Yin-Yang
"Arte não há de descobrir na face o que vai dentro d'alma."
Duncan, Rei da Escócia, na cena IV do Ato I de Macbeth, de Shakespeare
"Tentei plantar em meu coração o bem, desde o primeiro momento de consciência. Às provocações do instinto respondi com temperança, perseverando no caminho da correção. Muitas vezes as tentações mundanas lançaram aos meus ouvidos seu canto de sereia. A tudo resisti, com a graça do Senhor. Mas, hoje, vendo meu filho nessa situação ignominiosa, o mal contagia todo o meu ser. Me arrasta numa corrente de águas imundas, poluídas pelo ódio. Oh, Deus! Não deixe o inferno vir a conhecer a ira que se apossa do meu coração, pois as asas dos anjos caídos se alarmariam com tamanha perversidade. Saia daqui, demônio, e leve consigo seu nefasto consorte. Há dias em que melhor seria morrer."
A diatribe do pai de Franz foi cada vez fazendo menos sentido. Num instante, as paredes do apartamento se tornaram grades. O pai, que se transformara no próprio Lúcifer, assomou contra Jurgen, o acompanhante. Foi só quando Hitler, personificando Nosferatu, surgiu no recinto que a realidade se despedaçou tal qual pó. E a visão de Franz ficou enevoada.
Os olhos embaçados se abriram aos poucos, deixando para trás o pesadelo eivado de reminiscências. No entanto, o que viria em seguida não seria o conforto do despertar na alcova do lar. Na verdade, era como se Franz despencasse num abismo infinito, com breves pausas nas quais levitava seu corpo, congelado no ar. Talvez porque a dor atingira limites sobre-humanos. Talvez porque o cenário revelado pelos seus olhos não permitisse pensar nada além do delírio ou da loucura.

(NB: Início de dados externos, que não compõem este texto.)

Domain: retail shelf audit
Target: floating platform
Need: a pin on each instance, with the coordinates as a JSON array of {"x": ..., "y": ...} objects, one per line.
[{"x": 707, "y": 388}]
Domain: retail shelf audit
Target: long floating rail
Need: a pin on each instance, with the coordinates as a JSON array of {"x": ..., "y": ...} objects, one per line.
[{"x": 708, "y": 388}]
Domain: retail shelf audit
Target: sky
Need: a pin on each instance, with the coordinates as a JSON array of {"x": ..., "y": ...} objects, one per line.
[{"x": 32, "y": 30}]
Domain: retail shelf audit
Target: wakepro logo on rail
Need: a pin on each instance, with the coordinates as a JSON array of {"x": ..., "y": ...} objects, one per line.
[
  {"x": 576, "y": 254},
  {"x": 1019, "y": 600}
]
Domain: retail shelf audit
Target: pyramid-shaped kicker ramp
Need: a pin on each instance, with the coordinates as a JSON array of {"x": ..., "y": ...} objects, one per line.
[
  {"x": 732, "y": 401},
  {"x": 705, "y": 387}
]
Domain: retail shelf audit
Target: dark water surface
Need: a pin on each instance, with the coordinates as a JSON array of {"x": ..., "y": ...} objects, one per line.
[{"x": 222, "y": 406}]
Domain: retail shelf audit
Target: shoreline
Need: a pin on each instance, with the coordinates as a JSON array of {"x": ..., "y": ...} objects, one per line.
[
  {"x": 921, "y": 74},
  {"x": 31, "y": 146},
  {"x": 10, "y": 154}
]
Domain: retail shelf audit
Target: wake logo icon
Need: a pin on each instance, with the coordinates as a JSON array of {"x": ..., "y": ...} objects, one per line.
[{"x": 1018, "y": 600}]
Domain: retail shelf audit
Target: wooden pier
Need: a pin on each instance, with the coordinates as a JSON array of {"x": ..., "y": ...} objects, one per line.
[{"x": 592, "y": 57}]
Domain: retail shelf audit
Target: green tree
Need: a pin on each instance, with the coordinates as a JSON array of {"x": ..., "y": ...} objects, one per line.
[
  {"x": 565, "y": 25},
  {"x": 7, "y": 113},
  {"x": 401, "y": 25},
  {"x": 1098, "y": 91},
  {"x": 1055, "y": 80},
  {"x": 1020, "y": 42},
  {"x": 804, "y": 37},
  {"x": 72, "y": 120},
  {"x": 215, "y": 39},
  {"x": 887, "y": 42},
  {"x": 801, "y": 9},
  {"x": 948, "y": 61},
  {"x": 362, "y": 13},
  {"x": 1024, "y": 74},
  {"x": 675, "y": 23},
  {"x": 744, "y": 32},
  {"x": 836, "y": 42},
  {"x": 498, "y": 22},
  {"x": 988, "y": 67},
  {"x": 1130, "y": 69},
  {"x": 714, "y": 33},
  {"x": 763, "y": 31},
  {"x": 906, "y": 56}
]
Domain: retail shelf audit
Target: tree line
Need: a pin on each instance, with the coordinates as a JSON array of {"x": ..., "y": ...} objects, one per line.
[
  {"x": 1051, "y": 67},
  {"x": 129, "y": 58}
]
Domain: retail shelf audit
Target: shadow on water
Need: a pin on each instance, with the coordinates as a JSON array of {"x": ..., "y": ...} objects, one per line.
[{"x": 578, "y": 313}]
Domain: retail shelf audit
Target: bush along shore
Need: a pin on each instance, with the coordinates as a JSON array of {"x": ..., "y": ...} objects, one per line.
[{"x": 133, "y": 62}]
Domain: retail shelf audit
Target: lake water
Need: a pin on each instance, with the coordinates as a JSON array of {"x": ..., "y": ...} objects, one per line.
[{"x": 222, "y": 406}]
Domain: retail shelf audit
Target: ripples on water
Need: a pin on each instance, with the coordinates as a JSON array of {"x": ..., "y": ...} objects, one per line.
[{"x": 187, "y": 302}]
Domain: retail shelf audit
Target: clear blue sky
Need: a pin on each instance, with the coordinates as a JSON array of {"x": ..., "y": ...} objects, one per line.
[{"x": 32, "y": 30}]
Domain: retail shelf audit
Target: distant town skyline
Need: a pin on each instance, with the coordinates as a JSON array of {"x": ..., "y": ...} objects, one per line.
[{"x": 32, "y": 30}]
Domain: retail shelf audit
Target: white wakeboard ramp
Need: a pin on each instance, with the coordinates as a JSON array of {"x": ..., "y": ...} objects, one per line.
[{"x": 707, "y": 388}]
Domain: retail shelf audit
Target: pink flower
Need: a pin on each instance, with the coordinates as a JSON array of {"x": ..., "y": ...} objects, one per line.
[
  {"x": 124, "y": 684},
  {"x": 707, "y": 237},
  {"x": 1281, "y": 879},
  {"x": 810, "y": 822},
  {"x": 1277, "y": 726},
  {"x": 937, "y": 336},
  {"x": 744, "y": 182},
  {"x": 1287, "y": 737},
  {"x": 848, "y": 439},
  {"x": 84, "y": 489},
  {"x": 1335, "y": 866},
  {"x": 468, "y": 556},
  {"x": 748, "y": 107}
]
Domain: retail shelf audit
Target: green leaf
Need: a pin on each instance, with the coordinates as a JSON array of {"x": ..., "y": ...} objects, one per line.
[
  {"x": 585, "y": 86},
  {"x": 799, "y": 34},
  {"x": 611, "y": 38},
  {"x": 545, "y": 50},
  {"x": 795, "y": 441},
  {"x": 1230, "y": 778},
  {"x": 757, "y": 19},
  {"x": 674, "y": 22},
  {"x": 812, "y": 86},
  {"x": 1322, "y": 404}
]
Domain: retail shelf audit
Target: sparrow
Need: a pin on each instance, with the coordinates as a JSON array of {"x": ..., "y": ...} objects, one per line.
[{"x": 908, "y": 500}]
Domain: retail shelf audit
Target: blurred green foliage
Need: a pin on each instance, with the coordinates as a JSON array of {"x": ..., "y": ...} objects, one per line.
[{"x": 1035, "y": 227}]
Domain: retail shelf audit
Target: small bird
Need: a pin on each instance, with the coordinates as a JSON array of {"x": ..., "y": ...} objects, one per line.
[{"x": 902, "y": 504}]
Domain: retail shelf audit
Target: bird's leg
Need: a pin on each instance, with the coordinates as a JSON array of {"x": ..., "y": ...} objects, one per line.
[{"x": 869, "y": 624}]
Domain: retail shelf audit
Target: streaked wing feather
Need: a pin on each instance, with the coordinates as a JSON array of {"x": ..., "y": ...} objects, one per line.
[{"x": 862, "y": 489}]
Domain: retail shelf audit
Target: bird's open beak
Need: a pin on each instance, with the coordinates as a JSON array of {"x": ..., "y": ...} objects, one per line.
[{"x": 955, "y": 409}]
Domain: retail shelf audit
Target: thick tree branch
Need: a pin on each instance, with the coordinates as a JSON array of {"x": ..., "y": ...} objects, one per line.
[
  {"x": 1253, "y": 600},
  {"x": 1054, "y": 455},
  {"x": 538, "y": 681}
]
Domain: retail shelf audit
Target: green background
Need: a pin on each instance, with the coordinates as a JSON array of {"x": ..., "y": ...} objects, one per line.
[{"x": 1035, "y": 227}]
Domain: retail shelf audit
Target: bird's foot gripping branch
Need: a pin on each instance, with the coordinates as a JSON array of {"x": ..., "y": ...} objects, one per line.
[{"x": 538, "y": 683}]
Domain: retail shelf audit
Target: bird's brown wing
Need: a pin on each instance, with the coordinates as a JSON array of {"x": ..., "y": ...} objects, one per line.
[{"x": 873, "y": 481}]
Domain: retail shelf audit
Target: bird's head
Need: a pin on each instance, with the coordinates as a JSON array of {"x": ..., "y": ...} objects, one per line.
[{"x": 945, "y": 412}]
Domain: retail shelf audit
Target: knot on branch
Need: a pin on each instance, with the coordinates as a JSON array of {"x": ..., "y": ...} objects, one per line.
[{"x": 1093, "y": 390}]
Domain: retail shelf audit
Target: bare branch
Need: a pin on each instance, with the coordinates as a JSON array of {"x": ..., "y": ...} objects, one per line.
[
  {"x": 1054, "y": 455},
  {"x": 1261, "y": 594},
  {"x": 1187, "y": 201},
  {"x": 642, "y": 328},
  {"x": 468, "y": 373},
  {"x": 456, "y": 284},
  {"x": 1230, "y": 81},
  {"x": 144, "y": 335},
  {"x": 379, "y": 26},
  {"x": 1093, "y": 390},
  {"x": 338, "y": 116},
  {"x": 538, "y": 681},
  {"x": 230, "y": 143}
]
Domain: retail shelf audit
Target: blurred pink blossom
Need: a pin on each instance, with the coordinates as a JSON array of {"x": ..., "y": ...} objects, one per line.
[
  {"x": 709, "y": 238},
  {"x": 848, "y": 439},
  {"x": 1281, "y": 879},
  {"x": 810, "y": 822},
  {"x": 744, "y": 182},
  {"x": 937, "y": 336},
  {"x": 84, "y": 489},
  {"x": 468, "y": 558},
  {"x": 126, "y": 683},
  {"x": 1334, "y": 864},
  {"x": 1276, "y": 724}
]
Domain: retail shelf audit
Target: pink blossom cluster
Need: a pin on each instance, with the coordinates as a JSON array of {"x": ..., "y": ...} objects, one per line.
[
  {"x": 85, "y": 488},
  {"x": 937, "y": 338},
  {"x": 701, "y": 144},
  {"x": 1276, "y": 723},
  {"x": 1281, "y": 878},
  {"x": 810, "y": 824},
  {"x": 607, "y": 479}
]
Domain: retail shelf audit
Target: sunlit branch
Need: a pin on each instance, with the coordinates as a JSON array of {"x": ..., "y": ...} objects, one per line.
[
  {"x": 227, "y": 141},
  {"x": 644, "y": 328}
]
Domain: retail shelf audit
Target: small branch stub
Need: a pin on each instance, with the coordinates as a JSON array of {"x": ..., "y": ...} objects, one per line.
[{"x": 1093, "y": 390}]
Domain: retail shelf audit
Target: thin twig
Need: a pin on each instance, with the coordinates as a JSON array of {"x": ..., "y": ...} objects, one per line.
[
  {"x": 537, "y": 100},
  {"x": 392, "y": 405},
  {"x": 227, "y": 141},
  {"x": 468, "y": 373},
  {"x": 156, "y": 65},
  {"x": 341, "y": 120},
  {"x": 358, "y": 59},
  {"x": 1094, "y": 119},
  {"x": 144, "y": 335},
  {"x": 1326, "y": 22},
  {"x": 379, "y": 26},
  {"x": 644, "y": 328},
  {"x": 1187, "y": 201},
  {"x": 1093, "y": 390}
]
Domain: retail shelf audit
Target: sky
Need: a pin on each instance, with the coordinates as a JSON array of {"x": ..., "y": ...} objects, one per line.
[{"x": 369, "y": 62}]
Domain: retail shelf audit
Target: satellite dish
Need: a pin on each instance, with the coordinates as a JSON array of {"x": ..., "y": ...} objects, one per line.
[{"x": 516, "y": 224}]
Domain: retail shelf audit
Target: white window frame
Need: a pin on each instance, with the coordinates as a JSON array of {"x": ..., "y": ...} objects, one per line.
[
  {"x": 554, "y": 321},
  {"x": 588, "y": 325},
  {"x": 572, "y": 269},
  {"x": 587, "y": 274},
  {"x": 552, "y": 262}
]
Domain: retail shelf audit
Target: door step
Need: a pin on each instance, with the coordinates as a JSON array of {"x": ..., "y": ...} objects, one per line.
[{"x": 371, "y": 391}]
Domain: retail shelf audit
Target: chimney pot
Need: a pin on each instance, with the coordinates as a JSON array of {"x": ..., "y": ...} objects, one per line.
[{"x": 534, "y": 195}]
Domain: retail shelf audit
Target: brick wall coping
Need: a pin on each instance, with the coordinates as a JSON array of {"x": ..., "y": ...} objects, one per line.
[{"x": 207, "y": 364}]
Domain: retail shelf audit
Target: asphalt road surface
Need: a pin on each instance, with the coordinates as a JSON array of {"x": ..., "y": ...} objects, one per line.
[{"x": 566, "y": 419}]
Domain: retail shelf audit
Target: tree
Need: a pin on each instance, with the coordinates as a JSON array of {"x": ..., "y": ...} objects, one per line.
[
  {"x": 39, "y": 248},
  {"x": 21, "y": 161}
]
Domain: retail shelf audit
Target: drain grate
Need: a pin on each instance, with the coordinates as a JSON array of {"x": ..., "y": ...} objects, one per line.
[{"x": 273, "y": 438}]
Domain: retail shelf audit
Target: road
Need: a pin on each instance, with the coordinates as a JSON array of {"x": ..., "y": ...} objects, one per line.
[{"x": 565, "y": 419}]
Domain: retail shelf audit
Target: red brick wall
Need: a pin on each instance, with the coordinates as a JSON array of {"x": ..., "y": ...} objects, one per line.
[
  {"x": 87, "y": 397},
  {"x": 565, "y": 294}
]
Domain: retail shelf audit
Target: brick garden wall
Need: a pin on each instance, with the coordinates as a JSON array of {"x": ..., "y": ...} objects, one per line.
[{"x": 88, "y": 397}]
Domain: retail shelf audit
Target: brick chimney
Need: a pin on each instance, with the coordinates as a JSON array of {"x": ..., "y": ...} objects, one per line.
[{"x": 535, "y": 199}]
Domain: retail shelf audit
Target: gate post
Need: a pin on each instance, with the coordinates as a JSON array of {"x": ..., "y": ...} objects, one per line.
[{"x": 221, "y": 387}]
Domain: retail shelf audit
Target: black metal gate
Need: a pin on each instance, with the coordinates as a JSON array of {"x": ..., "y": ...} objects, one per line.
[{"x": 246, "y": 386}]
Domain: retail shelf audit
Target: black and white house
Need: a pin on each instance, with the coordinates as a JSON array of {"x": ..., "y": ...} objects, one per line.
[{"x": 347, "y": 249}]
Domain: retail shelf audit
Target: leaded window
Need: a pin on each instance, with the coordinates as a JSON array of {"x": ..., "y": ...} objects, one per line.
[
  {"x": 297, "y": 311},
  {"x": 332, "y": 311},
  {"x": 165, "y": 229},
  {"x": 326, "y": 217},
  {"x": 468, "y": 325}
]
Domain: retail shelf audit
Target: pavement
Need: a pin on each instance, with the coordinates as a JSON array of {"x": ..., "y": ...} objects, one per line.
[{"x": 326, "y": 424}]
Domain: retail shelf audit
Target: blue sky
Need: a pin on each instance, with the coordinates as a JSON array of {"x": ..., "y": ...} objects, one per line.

Deitado na extremidade de um enorme quarto, completamente nu, Franz tentava entender como fora parar ali. Não se lembrava dos dias anteriores. Pouco se recordava dos seus afazeres diários. Tinha a certeza de que era médico e de que sua relação com o pai sempre fora conturbada. Tudo o mais eram lembranças embaralhadas.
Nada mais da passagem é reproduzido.